My success has been the same and I work the same as Wayne. I do not associate converting with resizing partitions. I consider converting as one function that I have Windows do one partition at a time. If I use Partition Magic I do not "stack" functions by ordering a series of more than one and then executing them. I select one function at a time and get it done first, then select another etc. Others have agreed that Partition Magic is more likely to ruin your data when it is attempting to run a sequence of commands.
Evidently your computer is running since you are reading this. If you have valuable data on your hard drive, back it up before you shut your computer down. I often add comments for all (including those with less experience in losing data) with many of my posts. So this is not to insult the intelligence of the few who practice good backup procedures. If you believe that your next shutdown is risky, surely you will believe that a conversion, a split, resize or merge is a very risky procedure. You will back up your data before you do this (unless you are impatient as I am at times and feel that I can do this thing, just this once.) I guess the big question is how did you go for weeks and accumulate all of that data on just one hard drive and not back it up along the way?

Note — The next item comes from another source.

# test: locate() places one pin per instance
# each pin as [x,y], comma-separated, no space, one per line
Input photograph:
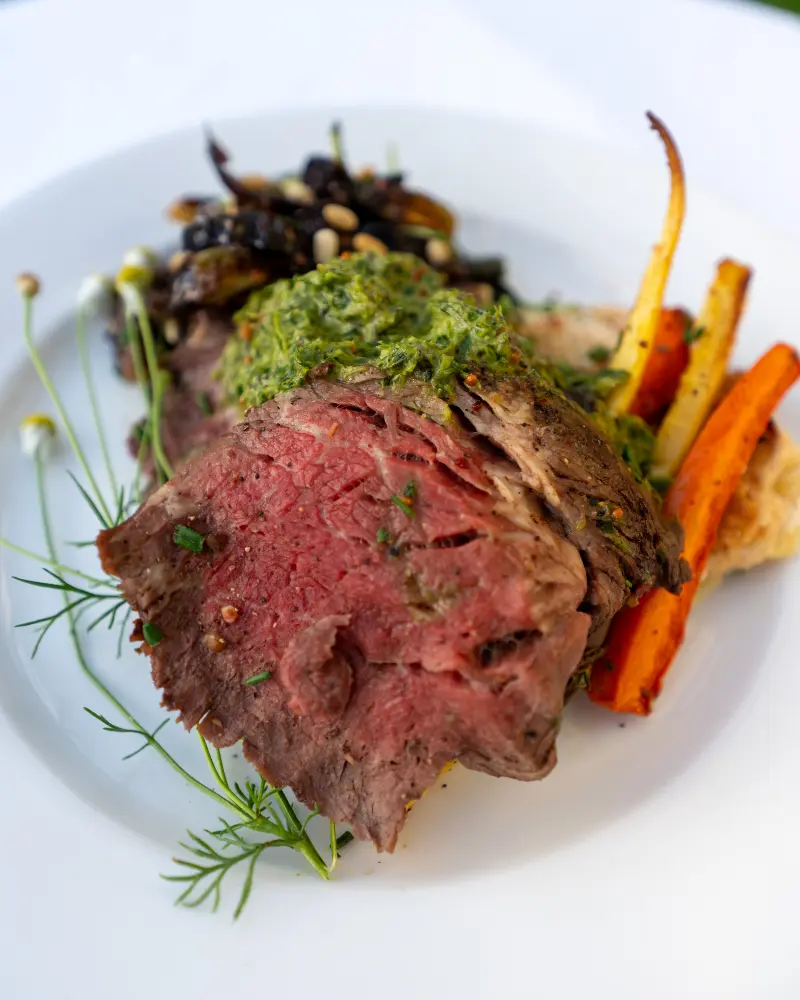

We still insist on thinking that a hard drive is for permanent storage and not just a temporary holding area for data. Some ask why we need 300 to 750 GB hard drives if we are not to consider them permanent storage areas. That space is to keep your data in a location that allows easy access while you are using your computer, not to permanently store it. Now that 4.5 GB per DVD disk is obsolete the same as a 1.44 MB floppy is obsolete, bring on Blue Ray! I have 100 GB on a partition I would like to back up on one permanent disk. In the past we did not want a pile of floppies. Later we did not want a pile of zip disks. Then we did not want a pile of 700 MB CD's. Now it would take a pile of DVD's to back up a partition that contains 100 GB of data.